Alors là j'en sais rien!
Je suis pas très calé en littérature...

Ecrit par : pitch | jeudi, 14 juin 2007

Bonsoir judith. :-)

Ecrit par : Mues | samedi, 16 juin 2007

Elle est rigolote ta patate, elle me fait penser à un E.T. femelle.

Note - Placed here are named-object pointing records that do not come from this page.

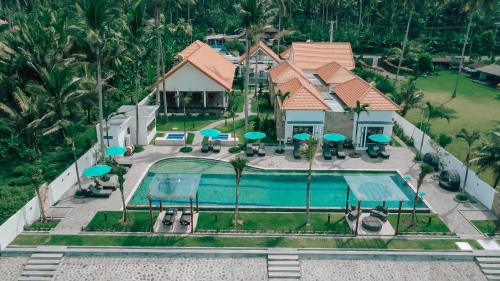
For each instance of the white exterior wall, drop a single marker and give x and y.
(476, 187)
(316, 117)
(384, 117)
(189, 79)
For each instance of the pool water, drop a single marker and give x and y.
(265, 188)
(175, 136)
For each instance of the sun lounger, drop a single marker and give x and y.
(186, 217)
(327, 152)
(261, 150)
(249, 150)
(169, 217)
(383, 153)
(99, 193)
(216, 146)
(296, 151)
(204, 146)
(340, 151)
(371, 151)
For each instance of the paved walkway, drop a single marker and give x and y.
(454, 214)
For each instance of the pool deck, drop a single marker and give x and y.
(456, 215)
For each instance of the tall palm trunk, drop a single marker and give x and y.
(101, 106)
(405, 41)
(247, 77)
(462, 55)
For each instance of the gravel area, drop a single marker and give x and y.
(161, 268)
(389, 269)
(11, 267)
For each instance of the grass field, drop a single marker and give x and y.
(476, 106)
(273, 222)
(219, 241)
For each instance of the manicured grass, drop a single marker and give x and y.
(272, 222)
(436, 226)
(485, 226)
(193, 123)
(219, 241)
(111, 221)
(476, 108)
(39, 226)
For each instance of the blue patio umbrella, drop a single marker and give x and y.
(334, 137)
(380, 138)
(254, 135)
(302, 136)
(97, 171)
(115, 151)
(210, 133)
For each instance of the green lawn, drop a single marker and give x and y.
(436, 226)
(476, 106)
(137, 221)
(485, 226)
(193, 123)
(220, 241)
(272, 222)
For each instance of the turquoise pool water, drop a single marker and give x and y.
(265, 188)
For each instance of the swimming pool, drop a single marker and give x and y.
(265, 188)
(174, 136)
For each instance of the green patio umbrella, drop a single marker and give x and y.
(97, 171)
(302, 136)
(334, 137)
(210, 133)
(254, 135)
(115, 151)
(380, 138)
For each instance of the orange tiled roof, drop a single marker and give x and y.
(285, 71)
(264, 48)
(334, 73)
(302, 96)
(358, 89)
(310, 56)
(208, 61)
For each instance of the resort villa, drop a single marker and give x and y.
(314, 89)
(202, 73)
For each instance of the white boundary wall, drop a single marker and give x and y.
(476, 187)
(31, 211)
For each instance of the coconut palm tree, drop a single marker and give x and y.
(97, 14)
(431, 112)
(239, 165)
(358, 109)
(408, 97)
(425, 169)
(310, 153)
(470, 138)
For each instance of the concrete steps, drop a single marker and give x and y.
(283, 267)
(490, 266)
(41, 267)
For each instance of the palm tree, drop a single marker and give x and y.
(488, 157)
(186, 99)
(135, 31)
(410, 4)
(431, 112)
(425, 169)
(408, 97)
(239, 165)
(97, 14)
(358, 109)
(310, 153)
(471, 6)
(470, 138)
(253, 13)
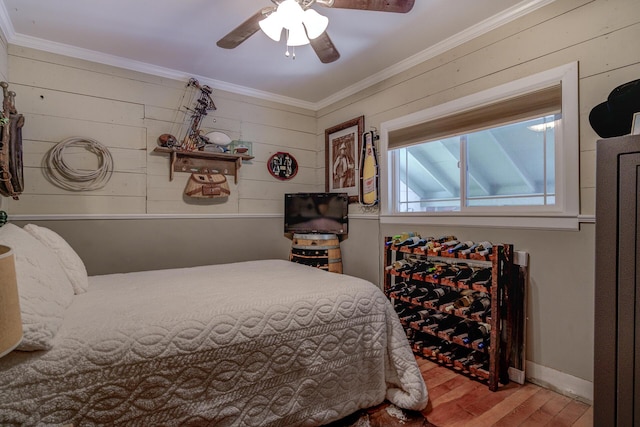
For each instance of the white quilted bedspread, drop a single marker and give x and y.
(250, 344)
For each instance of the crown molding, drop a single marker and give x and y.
(521, 9)
(508, 15)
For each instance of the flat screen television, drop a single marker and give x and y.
(321, 213)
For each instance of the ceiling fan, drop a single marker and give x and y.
(321, 43)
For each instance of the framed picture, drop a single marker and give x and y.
(635, 124)
(342, 155)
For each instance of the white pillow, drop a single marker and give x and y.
(44, 288)
(69, 259)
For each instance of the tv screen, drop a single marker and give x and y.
(322, 213)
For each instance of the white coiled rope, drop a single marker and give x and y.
(64, 176)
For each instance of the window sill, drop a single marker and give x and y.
(525, 222)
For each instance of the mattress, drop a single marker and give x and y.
(254, 344)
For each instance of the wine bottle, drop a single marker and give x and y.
(484, 248)
(369, 170)
(478, 332)
(460, 354)
(408, 241)
(400, 237)
(419, 243)
(443, 239)
(449, 244)
(460, 246)
(462, 328)
(480, 275)
(448, 298)
(434, 294)
(433, 320)
(470, 249)
(464, 273)
(480, 305)
(465, 299)
(475, 358)
(448, 322)
(446, 271)
(397, 287)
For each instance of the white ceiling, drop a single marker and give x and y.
(177, 38)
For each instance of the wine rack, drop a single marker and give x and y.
(461, 309)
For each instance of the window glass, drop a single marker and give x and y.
(510, 165)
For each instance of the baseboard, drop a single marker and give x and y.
(560, 382)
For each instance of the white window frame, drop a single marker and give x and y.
(563, 215)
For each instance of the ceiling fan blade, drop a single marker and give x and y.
(244, 30)
(325, 49)
(398, 6)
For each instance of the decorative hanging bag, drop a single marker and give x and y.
(207, 186)
(11, 177)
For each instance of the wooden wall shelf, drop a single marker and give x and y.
(203, 162)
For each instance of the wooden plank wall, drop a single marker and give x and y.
(597, 33)
(601, 35)
(126, 111)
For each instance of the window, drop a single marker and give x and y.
(508, 152)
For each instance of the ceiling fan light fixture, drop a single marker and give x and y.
(297, 36)
(315, 23)
(290, 13)
(272, 26)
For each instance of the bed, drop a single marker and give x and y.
(254, 343)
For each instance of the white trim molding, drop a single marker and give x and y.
(560, 382)
(506, 16)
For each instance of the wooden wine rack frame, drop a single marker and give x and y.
(506, 306)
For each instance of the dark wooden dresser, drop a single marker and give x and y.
(617, 296)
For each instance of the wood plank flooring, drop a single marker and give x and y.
(458, 401)
(455, 400)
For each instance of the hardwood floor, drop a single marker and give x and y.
(458, 401)
(455, 400)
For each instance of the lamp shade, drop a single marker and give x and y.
(10, 320)
(272, 26)
(297, 36)
(315, 23)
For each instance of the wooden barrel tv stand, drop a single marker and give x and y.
(317, 250)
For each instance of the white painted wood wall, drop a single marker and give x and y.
(126, 111)
(602, 35)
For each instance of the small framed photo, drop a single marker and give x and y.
(635, 124)
(342, 154)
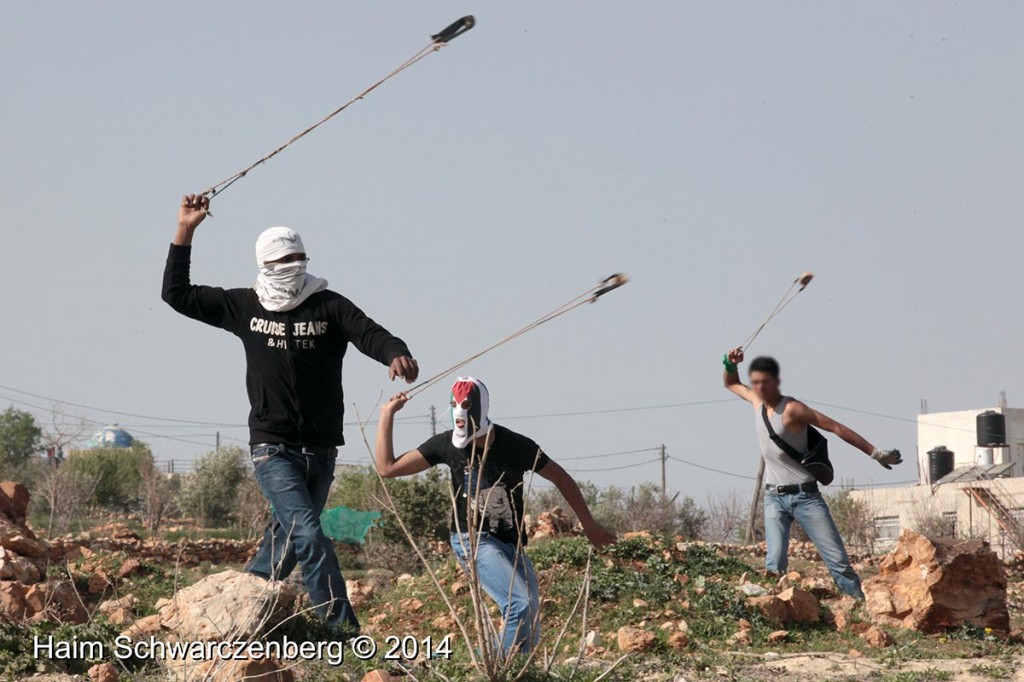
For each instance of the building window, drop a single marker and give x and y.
(949, 520)
(886, 527)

Quant à Adeline Serpillon, il me semblait bien que je connaissais ... J'ai quand même fait le rat.

Je t'ai invitée à suivre une chaîne, là ==>

http://abrutid-chien.hautetfort.com/archive/2007/06/28/chaine-de-7.html

Bon, ce n'est pas trop le style de ton blog. Si tu ne veux pas suivre, ce n'est pas bien grave.

A ++.

Ecrit par : Maxie | mardi, 03 juillet 2007

Juste une peinture en 1991 ou 1992.
comme c'est loin ...

Ecrit par : sans queue ni tête | mardi, 08 avril 2008

l'excellentissime Pierre Desproges, son unique roman qu'il faut absolument lire. C'est dire je n'arrive jamais à lire plus de 2 pages, tellement je rie...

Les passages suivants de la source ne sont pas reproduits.